Odtomato’s odd shape is due to the fact that the building started life as the sales office for the Park 24 condominium complex. Tucked just inside the gateway, and huddled tightly against the building away from the cars on the access road, it is a long, narrow structure with its outer side almost entirely of glass.
A bar runs alongside the wall at the entrance, with the dining room beyond. There are a couple of neat little cubbyholes, big enough for four diners, while the other tables feature a mix of hefty carved-wood seats and slats-and-straps chairs. A long communal table hogs the centre of the restaurant. Metal-hooded lanterns hang from the ceiling, a ladder leads to nowhere, and the open kitchen is at the back of the restaurant.
There is a concise but very well selected list of wines from the major producing countries, and a choice of house pours by the glass or bottle, which themselves were pretty classy. We started with an outstandingly sunny Bogle Chardonnay from Clarksburg, US, at 355 baht a glass, and went on to a smooth Ménage à Trois Decadence Cabernet Sauvignon from California, at 395 baht a glass. The beer list is likewise well chosen, and there are a couple of ciders.

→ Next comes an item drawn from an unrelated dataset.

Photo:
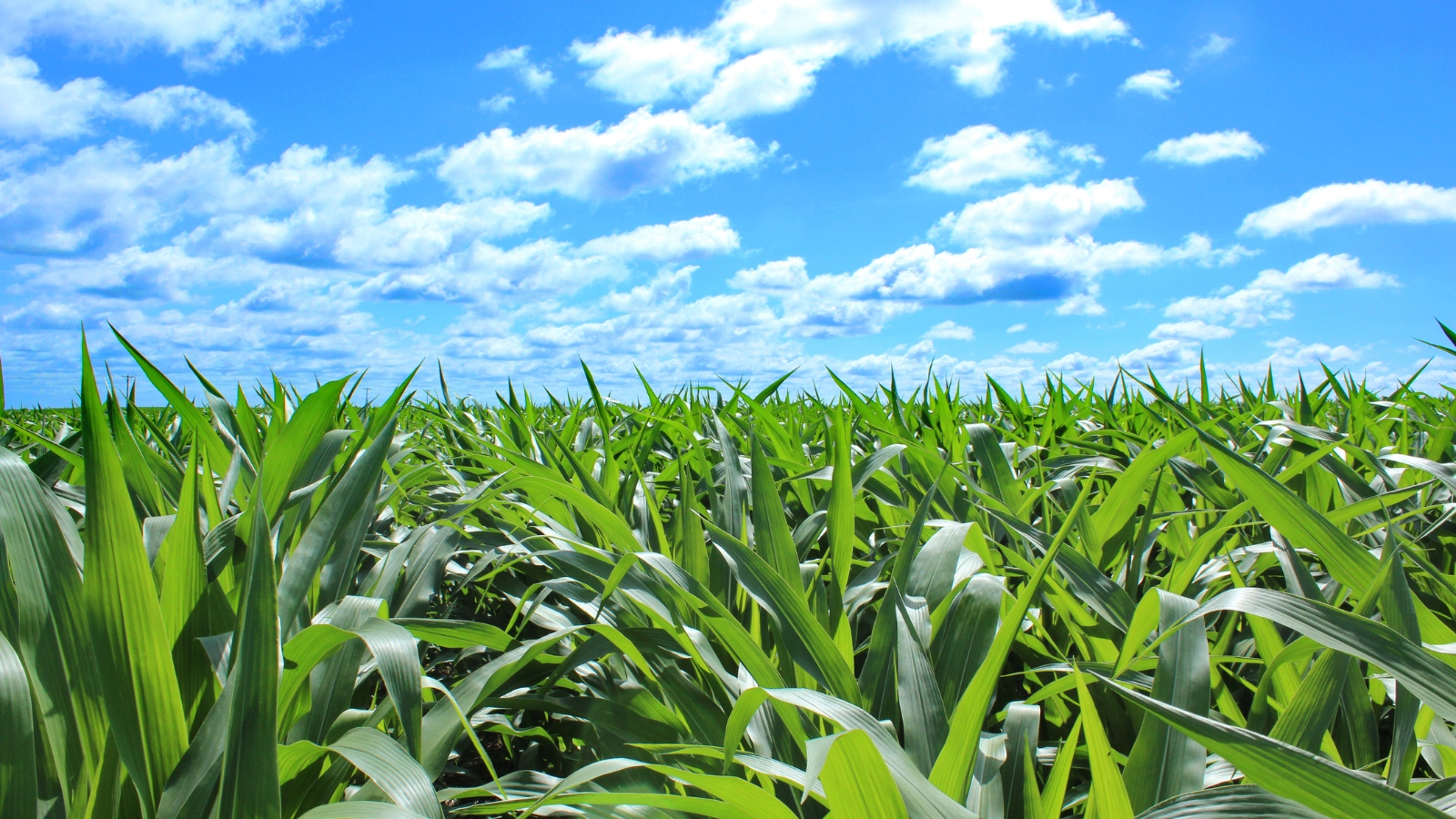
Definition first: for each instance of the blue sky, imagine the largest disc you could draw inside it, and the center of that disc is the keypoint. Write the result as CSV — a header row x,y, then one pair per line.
x,y
724,189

As with the drinks, the food menu is also concise. A medley of heirloom tomatoes (300 baht) had five different varieties, ranging in colour from red to yellow to green, and in flavour from a perfumed sweetness to a contrasting tartness, and floating in a sea of fresh red tomato juice decorated with basil leaves.
Our cauliflower had spent a day marinating before being roasted and presented with broccoli, walnuts and a tangy balsamic dressing (275 baht). Half a dozen pizzas are listed, and we had a tomato and mozzarella pizza (445 baht), the thin crust proving exceptionally light. Spaghetti was served with a ragu of Hokkaido’s Ohira beef and cherry tomatoes (585 baht), and our beef Wellington arrived as two golden-crusted sections of roll, stuffed with a chuck cut of beef (1,550 baht), cooked medium rare. Tenderloin (1,645 baht) and rib eye (1,550 baht) are also available for the Wellington boot. To finish, one of the best maple date puddings ever, with a generous crème fraîche.
Open only since July, Odtomato was doing good business. Service is very professional. Atmosphere is laid-back and informal. Prices are very fair.